BTS most definitely fits into my definition of K-pop, but in a hybrid manner.
They are idols — singing and dancing to the West-originated music, U.S. Black music in particular; following the Japanese idol sales strategies, like fan sign meetings and photo cards; and targeting the younger generation, mostly female. I said hybrid because they definitely tried to bring more authenticity via song-writing and the use of a hip-hop image, which idols usually lack and are therefore criticized for. Their early years were a struggle between seeking the approval of authentic music listeners as an idol group that does hip-hop. For now, they are just counted as a mega-K-pop group that embraces hip-hop influence and is not considered a serious, authentic hip-hop group. And I think this is because BTS is not involved in the K-hip-hop league, like by competing in Show Me The Money or befriending popular hip-hop musicians. And part of the reason they do not get along with the K-hip-hop scene is: one, BTS were ostracized from their debut and found no benefit from obtaining K-hip-hop’s approval anymore after they gained success; and two, K-hip-hop’s notoriety in not resolving misogyny issues would damage their reputation as an idol group that is mainly loved by female fans. It is not that BTS has never been criticized for misogynistic lyrics, but the opposite: a group of fans brought their problematic lyrics to public attention in 2016, and BTS apologized for the lines from their past works. Because of this history, they are in the position not to make the same type of mistake, which encourages them to cross-check their work with Women’s Studies experts when possible.
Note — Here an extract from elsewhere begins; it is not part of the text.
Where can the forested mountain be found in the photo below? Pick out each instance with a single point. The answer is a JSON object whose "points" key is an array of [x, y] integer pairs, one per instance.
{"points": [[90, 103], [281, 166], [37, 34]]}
Big Bang went through a similar phase in the late 2000s and early 2010s. They were accepted as an authentic hip-hop group while maintaining their position as an idol boy band, which was quite uncommon. G-Dragon’s One of a Kind was an especially critically acclaimed record. And I have a theory that K-hip-hop’s acceptance of G-Dragon and Big Bang was because they share the language of . . . something that was inconsiderately imported from U.S. hip hop . . . which is . . . misogyny. It was not until 2016 that idol fans raised their voices about the misogyny issue (the first case was from BTS’s ARMY), but Big Bang had already gotten the reputation as a trans-idol group, and, in my opinion, part of the reason was the lyrics that objectify women, which made them look like they don’t comply with the female fanbase’s usual standards. YG was known to be a comparatively authentic Black music label since the 90s (1TYM, Jinu Sean, etc.), and that of course helped them to gain the reputation as well. (I also do agree that their production is close to U.S. Black music, thanks to Teddy’s musical genius.) YG recognized the benefit of K-hip-hop’s approval of authenticity in their music, so they consistently sent their trainees or idol rappers like MINO of Bobby to the Show Me The Money competitions and tried to win the title of “K-hip-hop approved idol rappers.” BTS chose not to go that way. They might have thought the approval of the West (which is counted to be superior to many K-hip-hop people) and ARMY was just enough for them.